El amor es afirmación, es fructífero, da vida. Si no existen las condiciones
adecuadas para afrontar un nuevo hijo las relaciones sexuales pueden
restringirse a los periodos no fértiles de la mujer. Si, contra pronóstico, se
produjera el embarazo, se acoge esa nueva vida humana. El uso de los
anticonceptivos –algunos de ellos abortivos- falsea el lenguaje del cuerpo y,
por tanto, la relación entre la pareja. Separa lo que está unido por
naturaleza. La tendencia sexual tiene una gran fuerza, pero hipertrofiarla es
ridiculizar al ser humano. El amor humano y familiar es mucho más grande que el
sexo. La sexualidad encuentra su sentido más noble cuando la generosidad ante
la vida hace del propio cuerpo un cuerpo de donación que se abre a la prodigiosa
aventura de dar vida a un nuevo ser humano.
Ciertamente
hay momentos difíciles de penuria económica y desánimo que pueden significar un
grave inconveniente a la hora de afrontar la llegada de un nuevo hijo. Insisto
en que no estoy afirmando que una pareja tenga la obligación moral de tener
hijos sin evaluar consecuencias y responsabilidades, pero existen medios
naturales de regulación de la natalidad de eficacia suficientemente probada y
que no requieren de prácticas abortivas ni anticonceptivas.
Los
hijos son un gran motivo para vivir: una alegría y una ocasión de
enriquecimiento de la masculinidad y de la feminidad. Es cierto que los chicos
suponen mucho sacrificio, pero también es verdad que su valor es incalculable.

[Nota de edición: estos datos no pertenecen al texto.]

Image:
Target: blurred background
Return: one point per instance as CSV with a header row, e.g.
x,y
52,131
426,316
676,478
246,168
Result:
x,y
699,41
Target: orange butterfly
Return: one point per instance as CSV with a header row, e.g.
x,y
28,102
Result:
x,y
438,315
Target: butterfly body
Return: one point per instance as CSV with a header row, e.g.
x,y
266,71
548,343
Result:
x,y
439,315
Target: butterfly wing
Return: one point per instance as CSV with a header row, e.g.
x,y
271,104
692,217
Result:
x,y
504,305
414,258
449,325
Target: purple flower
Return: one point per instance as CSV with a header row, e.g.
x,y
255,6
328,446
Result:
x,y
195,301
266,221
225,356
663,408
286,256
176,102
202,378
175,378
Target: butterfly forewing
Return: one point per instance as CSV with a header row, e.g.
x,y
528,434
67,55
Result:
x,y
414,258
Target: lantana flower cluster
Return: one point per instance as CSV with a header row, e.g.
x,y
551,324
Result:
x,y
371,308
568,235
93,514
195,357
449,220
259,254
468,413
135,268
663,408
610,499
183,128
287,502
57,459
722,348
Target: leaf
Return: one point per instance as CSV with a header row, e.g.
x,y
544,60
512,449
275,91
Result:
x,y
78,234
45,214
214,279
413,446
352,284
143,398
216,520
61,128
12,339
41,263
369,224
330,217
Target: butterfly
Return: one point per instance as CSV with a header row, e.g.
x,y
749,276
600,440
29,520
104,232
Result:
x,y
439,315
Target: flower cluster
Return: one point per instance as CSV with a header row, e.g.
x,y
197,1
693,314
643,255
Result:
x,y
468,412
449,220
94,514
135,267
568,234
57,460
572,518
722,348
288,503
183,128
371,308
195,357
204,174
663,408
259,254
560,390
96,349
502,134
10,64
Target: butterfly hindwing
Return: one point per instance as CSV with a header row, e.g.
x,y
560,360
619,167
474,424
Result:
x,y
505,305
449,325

Por esto considero que no se puede trivializar la protección de la vida humana
antes de nacer, como ocurre hoy legalmente en un buen número de países.
Asociaciones
a favor de la vida y de la familia están haciendo un esfuerzo heroico,
desinteresado y eficaz, para ofrecer soluciones concretas que fomentan la
creación de una civilización cuyo mayor activo es la vida humana y la
protección de la familia. Cada uno, personalmente, puede ver sus opciones para
contribuir a este noble empeño.
Como
cristiano me ayuda considerar una receta de Juan Pablo II para fomentar la
cultura de la vida: pensar en los demás.